Group by aggregate fields with SQL query in SQL SERVER
Submitted by oscar on Mon, 08/31/2009 - 14:28
If you are reading this you are facing a situation where you have created an SQL query using a case statement. Your query consists of derived fields using an SQL CASE statement and some aggregate function that needs to perform its duty based on the derived field.
If you don’t need the background on the example listed and are seeking the technical how-to, then scroll down to the bottom of the page to the section that says “Working Example”.
Example.
I have a table named SALES_TABLE. Each record in my table is a sales order. There are no duplicates of the same order in that table, meaning that each order processed is distinct from the other.
My fiscal year begins in September and ends in August of the following year. So, if today’s date is September 5, 2010, then the fiscal year that I am in is fiscal year 2011. The quarters in my fiscal year are grouped by September, October, November as Quarter 1, December, January, February as Quarter 2. March, April and May make up Quarter 3. Lastly, June, July and August make up Quarter 4.
Unfortunately, in my data I don’t have a field that produces the fiscal year period of when the sale took place.
I’ve been asked to create a simple report that displays the total number of sales per quarter in each fiscal year for all the years we have in our database.

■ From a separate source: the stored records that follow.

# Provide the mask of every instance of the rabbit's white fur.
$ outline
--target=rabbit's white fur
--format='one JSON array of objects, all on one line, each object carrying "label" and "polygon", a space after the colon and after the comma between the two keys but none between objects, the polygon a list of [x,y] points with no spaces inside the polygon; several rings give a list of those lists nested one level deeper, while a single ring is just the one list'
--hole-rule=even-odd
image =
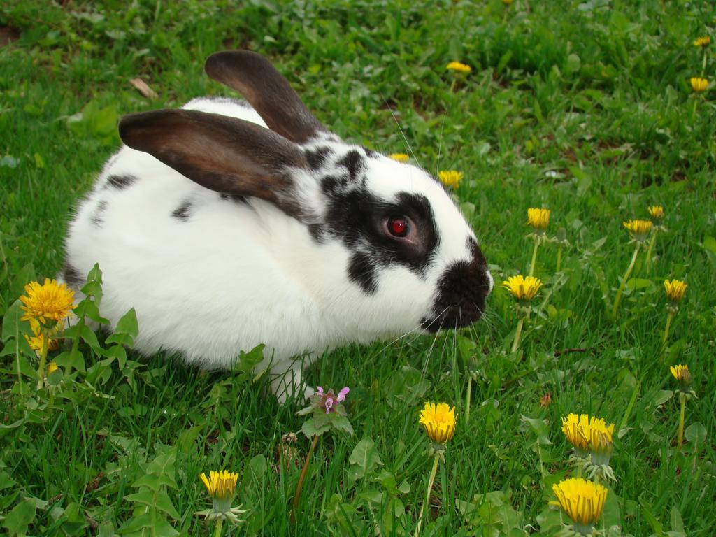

Essentially the output is supposed to look something like:
ORDER_COUNT FISCAL_YEAR QUARTER=========== =========== =======120 1999 Q196 1999 Q2180 1999 Q3232 1999 Q4As mentioned before, we don’t have fields that store the values of the fiscal year or the quarter of when the sale took place. We only have the sales date (SALES_DT). So the first thing that you want to do is derive the values Q1 through Q2 based on the month the sales took place. In addition, you want to add one (1) to the sales date when the sale took place anytime between September and December so that your actual years become fiscal years.
Below is the logic on how to do that;
CASE
WHEN MONTH(SALE_DT) BETWEEN 9 AND 12 THEN YEAR(SALE_DT) + 1
ELSE YEAR(SALE_DT)
END AS YR,
CASE
WHEN MONTH(SALE_DT) BETWEEN 9 AND 11 THEN 'QTR 01'
WHEN MONTH(SALE_DT) = 12 THEN 'QTR 02'
WHEN MONTH(SALE_DT) BETWEEN 1 AND 2 THEN 'QTR 02'
WHEN MONTH(SALE_DT) BETWEEN 3 AND 5 THEN 'QTR 03'
WHEN MONTH(SALE_DT) BETWEEN 6 AND 8 THEN 'QTR 04'
ELSE 'ERROR'
END AS QTR
As you can see, the first CASE statement requests that if the MONTH in the sales date is between month 9 and 12 (September and December), then add one year to the current year. Otherwise, leave it as is.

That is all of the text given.